The fact that insurance companies are discontinuing some plans they offer in the individual market is getting a lot of attention. Unfortunately, some media reports have confused the issue and blown it out of proportion. Here are five things to keep in mind:
Well over 90 percent of Americans with health coverage get it through an employer or a public program such as Medicare or Medicaid, not through the individual market. So the changes that insurers make to individual-market plans won’t affect them.
Insurance companies change the plans they offer and elements such as benefits and cost-sharing charges all the time, with or without health reform.
Thanks to health reform, people buying coverage in the individual market for 2014 will have an array of options for good-quality coverage inside and outside the exchanges (also known as “marketplaces”). Coverage must meet basic standards related to benefits and cost-sharing charges — standards that many of the plans offered in the individual market before health reform didn’t meet. Also thanks to health reform, people don’t have to worry anymore that insurers will charge them more or deny them coverage altogether because of their health status.
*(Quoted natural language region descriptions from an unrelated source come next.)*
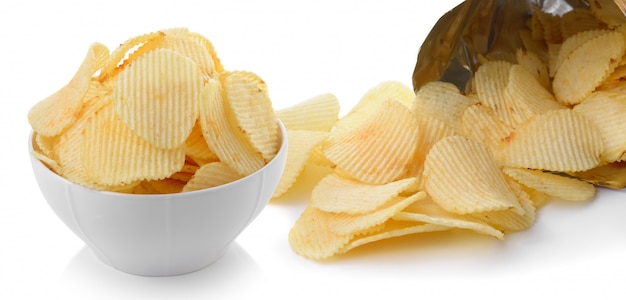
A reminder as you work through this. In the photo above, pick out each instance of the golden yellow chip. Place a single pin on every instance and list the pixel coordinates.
(607, 112)
(371, 102)
(127, 52)
(532, 62)
(526, 96)
(391, 229)
(347, 224)
(557, 140)
(196, 147)
(301, 143)
(587, 66)
(426, 211)
(557, 185)
(247, 101)
(114, 155)
(571, 44)
(463, 177)
(319, 113)
(228, 143)
(312, 238)
(379, 150)
(181, 41)
(490, 82)
(157, 98)
(342, 195)
(579, 20)
(441, 100)
(481, 123)
(211, 175)
(49, 117)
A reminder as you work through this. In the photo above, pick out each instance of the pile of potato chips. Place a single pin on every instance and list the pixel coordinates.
(547, 123)
(159, 114)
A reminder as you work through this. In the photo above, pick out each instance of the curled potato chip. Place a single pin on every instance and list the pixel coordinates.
(157, 98)
(319, 113)
(607, 112)
(556, 185)
(52, 115)
(478, 184)
(248, 103)
(587, 66)
(379, 150)
(342, 195)
(211, 175)
(114, 155)
(557, 140)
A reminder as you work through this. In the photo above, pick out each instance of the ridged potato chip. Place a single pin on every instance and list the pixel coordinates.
(463, 177)
(426, 211)
(607, 112)
(342, 195)
(319, 113)
(379, 150)
(556, 140)
(587, 66)
(301, 144)
(157, 98)
(556, 185)
(248, 103)
(114, 155)
(211, 175)
(52, 115)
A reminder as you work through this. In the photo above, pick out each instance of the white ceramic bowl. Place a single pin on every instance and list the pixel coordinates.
(161, 235)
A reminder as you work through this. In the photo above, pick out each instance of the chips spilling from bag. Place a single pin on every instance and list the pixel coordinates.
(159, 114)
(542, 125)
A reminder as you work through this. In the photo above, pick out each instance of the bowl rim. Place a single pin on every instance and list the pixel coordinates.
(281, 151)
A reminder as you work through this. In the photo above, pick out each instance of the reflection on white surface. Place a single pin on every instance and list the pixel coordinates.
(86, 273)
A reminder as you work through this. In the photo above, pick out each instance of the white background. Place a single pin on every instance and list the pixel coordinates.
(301, 49)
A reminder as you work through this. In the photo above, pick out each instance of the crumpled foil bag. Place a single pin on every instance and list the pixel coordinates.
(480, 27)
(490, 28)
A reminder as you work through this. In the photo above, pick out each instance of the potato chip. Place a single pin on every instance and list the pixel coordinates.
(248, 102)
(607, 112)
(371, 101)
(490, 81)
(587, 66)
(526, 97)
(553, 184)
(227, 142)
(533, 63)
(127, 52)
(571, 44)
(391, 229)
(301, 143)
(557, 140)
(426, 211)
(180, 40)
(52, 115)
(463, 177)
(211, 175)
(441, 100)
(114, 155)
(508, 220)
(346, 224)
(196, 147)
(379, 150)
(319, 113)
(342, 195)
(157, 98)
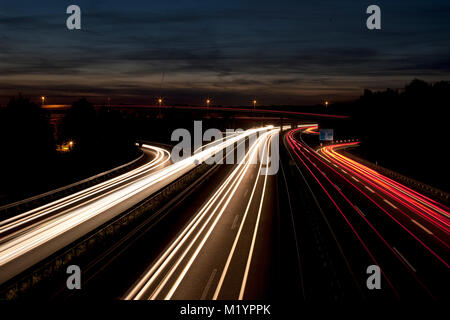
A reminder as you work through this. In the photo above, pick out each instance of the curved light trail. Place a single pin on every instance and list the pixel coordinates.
(166, 274)
(34, 235)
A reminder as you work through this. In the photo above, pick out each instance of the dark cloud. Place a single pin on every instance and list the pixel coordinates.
(285, 50)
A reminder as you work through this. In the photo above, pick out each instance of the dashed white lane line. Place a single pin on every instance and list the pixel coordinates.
(208, 284)
(233, 226)
(390, 203)
(404, 259)
(421, 226)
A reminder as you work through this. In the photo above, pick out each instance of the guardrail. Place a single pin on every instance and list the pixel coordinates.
(14, 208)
(414, 184)
(106, 235)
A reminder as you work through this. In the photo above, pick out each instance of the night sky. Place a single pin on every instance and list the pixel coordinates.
(282, 52)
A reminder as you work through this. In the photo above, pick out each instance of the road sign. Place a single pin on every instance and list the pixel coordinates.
(326, 134)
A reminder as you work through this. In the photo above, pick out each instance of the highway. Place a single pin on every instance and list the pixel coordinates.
(221, 253)
(32, 236)
(376, 220)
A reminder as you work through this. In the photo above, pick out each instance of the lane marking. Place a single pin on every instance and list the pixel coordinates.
(208, 284)
(407, 262)
(390, 203)
(420, 225)
(234, 222)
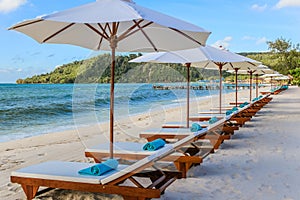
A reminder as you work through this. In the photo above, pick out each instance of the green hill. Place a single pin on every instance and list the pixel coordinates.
(97, 70)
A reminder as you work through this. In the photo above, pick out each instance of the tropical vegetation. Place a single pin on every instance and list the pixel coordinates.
(284, 57)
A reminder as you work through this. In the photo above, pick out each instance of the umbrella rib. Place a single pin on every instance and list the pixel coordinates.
(29, 23)
(56, 33)
(147, 37)
(97, 31)
(128, 33)
(187, 36)
(110, 31)
(103, 32)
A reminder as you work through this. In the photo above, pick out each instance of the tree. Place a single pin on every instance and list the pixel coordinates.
(288, 53)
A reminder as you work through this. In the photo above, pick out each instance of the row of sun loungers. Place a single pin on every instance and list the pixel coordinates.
(184, 148)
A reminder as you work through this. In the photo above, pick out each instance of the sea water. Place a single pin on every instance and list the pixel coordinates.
(33, 109)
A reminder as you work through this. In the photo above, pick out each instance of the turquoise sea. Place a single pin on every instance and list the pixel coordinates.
(33, 109)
Many people — including people now buying coverage in the individual market — will be eligible for federal premium tax credits starting next year, which will bring down their costs substantially. Media reports about people reacting to the news that their policies are ending often don’t say whether they might be eligible for these credits to buy a new plan through the exchanges. With some very basic information, you can estimate a person’s eligibility using the Kaiser Family Foundation’s subsidy calculator.
The issue of insurers transitioning to new plan offerings in 2014 isn’t the same as the issue of “grandfathered” plans, though some media reports have confused the two.
Here’s the background. To minimize disruptions in the insurance market, health reform allowed insurers to continue to offer plans that existed when the law was enacted in March 2010 even if these plans didn’t meet certain health reform rules, such as covering certain preventive services at no cost to enrollees. But if insurers changed a “grandfathered” plan significantly, it would lose grandfathered status and would have to meet any applicable health reform standards. This makes sense, since it would no longer be the same plan that pre-dated health reform.
No one expected many of these grandfathered plans to stick around for very long. Insurers in the individual market can’t sell them to new enrollees, and as was widely reported in 2010 —including by us — the federal government estimated that 40-67 percent of individual market policies (and about half of all employer plans) could lose grandfathered status by 2013. Also, turnover is high in the individual market, so many people who initially benefitted from grandfathering have switched to something else. We don’t know how many of the people affected by plan discontinuations are in grandfathered plans, but this suggests that many of them aren’t.